Defending and two-time Indy 500 winner Dario Franchitti of the powerful Target Chip Ganassi Racing team is starting ninth.

Helio Castroneves, a three-time Indy 500 winner who's with another formidable team, Team Penske, is starting 16th.

Danica Patrick, who might be driving in her last Indy 500 if she moves to NASCAR next year, is starting 26th for the Andretti Autosport team.

Right behind her is Ryan Briscoe, another Team Penske driver, in 27th and Patrick's teammate, Marco Andretti, starts 28th.

And starting in front of Castroneves, Patrick, Briscoe and Andretti are several drivers with much less experience in the Indy 500, including two drivers making their Indy 500 debuts: J.R. Hildebrand (starting 12th) and James Hinchcliffe (13th).

Canadian Alex Tagliani won the pole position with an average speed of 227.472 mph and Scott Dixon, the 2008 Indy 500 winner and Franchitti's teammate, starts second.

Briscoe left no doubt he expects to be among those passing lots of cars, in no small part because he drives for legendary team owner Roger Penske, whose drivers have won 15 Indy 500s, far more than any owner.

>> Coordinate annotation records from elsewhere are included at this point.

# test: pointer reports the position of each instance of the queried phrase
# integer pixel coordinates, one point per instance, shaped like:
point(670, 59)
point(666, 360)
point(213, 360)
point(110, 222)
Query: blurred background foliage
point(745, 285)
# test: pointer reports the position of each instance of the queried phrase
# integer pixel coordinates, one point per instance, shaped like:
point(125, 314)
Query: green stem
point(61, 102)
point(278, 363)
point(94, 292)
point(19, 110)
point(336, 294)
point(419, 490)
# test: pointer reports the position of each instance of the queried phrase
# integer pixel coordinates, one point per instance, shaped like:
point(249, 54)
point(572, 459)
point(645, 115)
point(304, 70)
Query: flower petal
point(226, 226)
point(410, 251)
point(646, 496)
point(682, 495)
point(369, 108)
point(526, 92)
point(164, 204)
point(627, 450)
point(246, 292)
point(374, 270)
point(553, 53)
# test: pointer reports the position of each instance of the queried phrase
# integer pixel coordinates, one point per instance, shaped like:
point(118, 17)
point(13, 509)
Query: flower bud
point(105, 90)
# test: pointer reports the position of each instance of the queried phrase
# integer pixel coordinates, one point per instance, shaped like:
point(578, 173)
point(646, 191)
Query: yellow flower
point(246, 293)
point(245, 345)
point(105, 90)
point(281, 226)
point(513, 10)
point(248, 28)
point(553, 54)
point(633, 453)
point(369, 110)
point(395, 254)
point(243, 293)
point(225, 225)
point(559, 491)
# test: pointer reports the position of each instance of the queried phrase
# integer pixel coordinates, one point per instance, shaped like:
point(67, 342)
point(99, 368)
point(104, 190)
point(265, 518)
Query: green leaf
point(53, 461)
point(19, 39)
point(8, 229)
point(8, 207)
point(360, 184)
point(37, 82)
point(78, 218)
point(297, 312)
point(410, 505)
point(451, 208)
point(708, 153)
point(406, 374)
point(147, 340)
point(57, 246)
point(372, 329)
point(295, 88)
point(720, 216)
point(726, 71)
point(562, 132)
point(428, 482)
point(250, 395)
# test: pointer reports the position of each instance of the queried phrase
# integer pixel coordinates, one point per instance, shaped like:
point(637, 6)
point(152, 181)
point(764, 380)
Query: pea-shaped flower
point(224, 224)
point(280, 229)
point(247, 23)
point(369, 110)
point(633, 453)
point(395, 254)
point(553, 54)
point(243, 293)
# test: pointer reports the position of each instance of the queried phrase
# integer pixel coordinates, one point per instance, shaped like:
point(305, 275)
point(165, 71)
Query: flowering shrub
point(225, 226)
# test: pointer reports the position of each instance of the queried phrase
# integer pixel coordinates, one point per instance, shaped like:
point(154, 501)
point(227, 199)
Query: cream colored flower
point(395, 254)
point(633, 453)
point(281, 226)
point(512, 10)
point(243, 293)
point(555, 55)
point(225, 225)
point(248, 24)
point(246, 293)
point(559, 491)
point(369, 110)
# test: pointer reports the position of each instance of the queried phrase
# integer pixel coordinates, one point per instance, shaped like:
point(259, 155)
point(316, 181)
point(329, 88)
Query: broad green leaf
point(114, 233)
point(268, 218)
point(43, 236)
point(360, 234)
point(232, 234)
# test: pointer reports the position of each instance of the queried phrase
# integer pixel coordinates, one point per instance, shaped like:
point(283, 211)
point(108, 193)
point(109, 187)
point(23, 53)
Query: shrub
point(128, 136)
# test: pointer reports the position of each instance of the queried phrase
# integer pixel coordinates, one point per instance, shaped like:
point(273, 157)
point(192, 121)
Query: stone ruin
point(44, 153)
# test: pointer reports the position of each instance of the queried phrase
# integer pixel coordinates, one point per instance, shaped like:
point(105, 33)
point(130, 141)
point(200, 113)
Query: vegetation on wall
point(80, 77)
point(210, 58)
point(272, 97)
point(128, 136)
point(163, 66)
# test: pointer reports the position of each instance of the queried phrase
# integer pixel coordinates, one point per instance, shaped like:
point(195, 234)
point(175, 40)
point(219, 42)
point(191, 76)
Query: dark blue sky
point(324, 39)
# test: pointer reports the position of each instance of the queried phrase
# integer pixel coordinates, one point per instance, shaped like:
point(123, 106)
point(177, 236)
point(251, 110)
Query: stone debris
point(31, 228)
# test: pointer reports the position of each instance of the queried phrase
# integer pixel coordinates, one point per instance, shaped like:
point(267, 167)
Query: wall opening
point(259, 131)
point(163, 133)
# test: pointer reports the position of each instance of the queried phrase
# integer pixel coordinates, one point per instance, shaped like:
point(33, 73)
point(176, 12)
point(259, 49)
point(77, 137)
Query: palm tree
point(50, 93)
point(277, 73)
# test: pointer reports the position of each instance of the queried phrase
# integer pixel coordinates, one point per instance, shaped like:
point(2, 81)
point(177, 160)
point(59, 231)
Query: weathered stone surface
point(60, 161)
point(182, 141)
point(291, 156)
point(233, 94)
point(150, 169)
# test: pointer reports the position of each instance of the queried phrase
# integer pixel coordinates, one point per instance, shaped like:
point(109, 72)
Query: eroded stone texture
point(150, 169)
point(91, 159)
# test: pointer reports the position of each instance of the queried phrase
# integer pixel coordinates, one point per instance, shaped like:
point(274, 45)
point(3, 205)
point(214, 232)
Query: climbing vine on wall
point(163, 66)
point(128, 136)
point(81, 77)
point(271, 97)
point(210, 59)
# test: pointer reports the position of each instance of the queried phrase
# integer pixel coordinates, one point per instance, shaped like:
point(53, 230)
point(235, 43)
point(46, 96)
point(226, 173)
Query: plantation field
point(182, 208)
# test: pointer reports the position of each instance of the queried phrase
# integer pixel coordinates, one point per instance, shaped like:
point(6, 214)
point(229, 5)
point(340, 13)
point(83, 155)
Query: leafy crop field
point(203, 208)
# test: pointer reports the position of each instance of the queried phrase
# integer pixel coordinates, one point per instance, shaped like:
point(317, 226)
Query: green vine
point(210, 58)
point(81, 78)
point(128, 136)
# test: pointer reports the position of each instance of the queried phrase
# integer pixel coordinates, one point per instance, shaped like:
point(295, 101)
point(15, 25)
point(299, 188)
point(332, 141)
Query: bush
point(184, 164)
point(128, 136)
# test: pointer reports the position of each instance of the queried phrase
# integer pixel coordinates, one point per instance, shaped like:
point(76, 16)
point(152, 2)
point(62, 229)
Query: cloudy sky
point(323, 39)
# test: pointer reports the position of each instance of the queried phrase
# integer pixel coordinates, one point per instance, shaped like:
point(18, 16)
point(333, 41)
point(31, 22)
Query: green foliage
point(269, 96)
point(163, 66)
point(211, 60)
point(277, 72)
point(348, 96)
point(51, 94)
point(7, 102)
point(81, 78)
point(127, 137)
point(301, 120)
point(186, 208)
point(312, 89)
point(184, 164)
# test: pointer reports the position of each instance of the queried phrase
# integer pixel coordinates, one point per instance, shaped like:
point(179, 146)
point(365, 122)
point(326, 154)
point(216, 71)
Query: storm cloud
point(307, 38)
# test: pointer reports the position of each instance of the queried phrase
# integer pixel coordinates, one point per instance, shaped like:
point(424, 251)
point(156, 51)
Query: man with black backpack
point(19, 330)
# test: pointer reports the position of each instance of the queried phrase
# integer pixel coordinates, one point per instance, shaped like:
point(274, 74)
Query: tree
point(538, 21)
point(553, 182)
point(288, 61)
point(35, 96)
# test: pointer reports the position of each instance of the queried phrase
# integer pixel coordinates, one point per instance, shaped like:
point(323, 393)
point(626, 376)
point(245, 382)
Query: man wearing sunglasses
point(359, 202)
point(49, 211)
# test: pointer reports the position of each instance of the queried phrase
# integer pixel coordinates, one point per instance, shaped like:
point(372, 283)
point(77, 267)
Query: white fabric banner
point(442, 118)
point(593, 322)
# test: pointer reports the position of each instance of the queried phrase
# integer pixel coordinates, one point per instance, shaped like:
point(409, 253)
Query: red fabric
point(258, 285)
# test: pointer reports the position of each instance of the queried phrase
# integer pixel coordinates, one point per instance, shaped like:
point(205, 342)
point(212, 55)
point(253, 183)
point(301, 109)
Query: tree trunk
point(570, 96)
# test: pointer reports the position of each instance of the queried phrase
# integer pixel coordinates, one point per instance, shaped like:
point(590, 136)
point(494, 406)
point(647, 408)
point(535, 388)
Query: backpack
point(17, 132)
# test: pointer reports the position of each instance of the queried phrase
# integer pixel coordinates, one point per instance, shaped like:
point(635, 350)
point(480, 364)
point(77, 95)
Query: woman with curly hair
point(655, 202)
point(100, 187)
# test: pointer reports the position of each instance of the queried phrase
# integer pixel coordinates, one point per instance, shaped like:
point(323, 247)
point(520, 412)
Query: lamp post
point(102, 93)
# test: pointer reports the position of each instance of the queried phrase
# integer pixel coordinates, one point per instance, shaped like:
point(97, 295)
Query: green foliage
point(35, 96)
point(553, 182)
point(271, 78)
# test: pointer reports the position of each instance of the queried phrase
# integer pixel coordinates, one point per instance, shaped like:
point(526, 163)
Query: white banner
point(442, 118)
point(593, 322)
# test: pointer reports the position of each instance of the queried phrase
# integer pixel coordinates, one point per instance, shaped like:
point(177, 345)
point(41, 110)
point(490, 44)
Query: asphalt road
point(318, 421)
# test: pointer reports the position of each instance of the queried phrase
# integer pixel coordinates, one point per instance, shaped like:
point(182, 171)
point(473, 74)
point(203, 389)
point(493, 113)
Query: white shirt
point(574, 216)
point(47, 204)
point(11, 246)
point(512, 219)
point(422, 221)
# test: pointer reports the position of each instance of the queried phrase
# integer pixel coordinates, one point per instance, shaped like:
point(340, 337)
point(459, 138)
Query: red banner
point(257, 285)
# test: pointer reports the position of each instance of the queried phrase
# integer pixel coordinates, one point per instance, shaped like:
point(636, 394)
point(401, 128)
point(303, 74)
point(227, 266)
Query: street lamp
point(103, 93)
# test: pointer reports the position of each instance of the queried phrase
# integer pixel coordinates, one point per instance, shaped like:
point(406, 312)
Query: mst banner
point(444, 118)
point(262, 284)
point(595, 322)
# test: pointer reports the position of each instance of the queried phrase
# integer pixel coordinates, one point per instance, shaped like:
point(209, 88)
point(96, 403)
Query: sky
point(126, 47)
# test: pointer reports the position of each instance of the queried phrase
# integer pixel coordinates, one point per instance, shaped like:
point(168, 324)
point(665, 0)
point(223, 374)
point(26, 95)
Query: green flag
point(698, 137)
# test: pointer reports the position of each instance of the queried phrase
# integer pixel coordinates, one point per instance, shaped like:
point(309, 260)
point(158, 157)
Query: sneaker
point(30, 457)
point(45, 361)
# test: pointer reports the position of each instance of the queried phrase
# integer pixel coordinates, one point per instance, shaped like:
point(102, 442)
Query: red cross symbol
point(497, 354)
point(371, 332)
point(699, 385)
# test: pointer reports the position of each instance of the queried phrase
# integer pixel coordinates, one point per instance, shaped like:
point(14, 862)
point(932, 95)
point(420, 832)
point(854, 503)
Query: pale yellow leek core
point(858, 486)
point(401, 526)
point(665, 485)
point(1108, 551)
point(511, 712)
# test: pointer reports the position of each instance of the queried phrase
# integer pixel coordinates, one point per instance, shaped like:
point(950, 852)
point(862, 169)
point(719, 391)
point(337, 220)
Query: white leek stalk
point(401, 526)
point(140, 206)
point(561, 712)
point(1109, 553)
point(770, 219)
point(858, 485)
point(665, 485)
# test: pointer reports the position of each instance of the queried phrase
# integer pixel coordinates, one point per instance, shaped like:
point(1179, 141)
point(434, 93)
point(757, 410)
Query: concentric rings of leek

"I'm starting in the back, but we'll be able to get to the front," Briscoe said. "I've got a Roger Penske calling my race."

A new rule in the Izod IndyCar Series this season also is expected to foster lots of passing.

The series started using "double-file restarts," in which the leaders line up two-by-two after a caution period. One unique feature of the Indy 500 is that the cars start the race three wide and then try to funnel through the first turn, always a nail-biting moment.

But after the start, restarts would be single file.

Now, they'll restart side-by-side and the sport is holding its collective breath because, in the first four IndyCar races of the season, the new format contributed to multiple collisions.

The stakes could be even higher if there is a restart in the closing stages of the 200-lap Indy 500.

"I think everyone's sort of dreading that last restart at Indy," said Australian Will Power, another Penske driver who leads the IndyCar championship standings by 14 points over Franchitti.

The drivers will have their final one-hour practice Friday, still known at Indy as "Carb Day," a throwback term from the bygone era when engines still had carburetors and mechanics would make pre-race adjustments.

Although the first Indy 500 was run in 1911, this is not the 100th running of the race because the event was not held in 1917-18 and 1942-45 because of the world wars.

The race is scheduled to start at 9 a.m. PDT Sunday.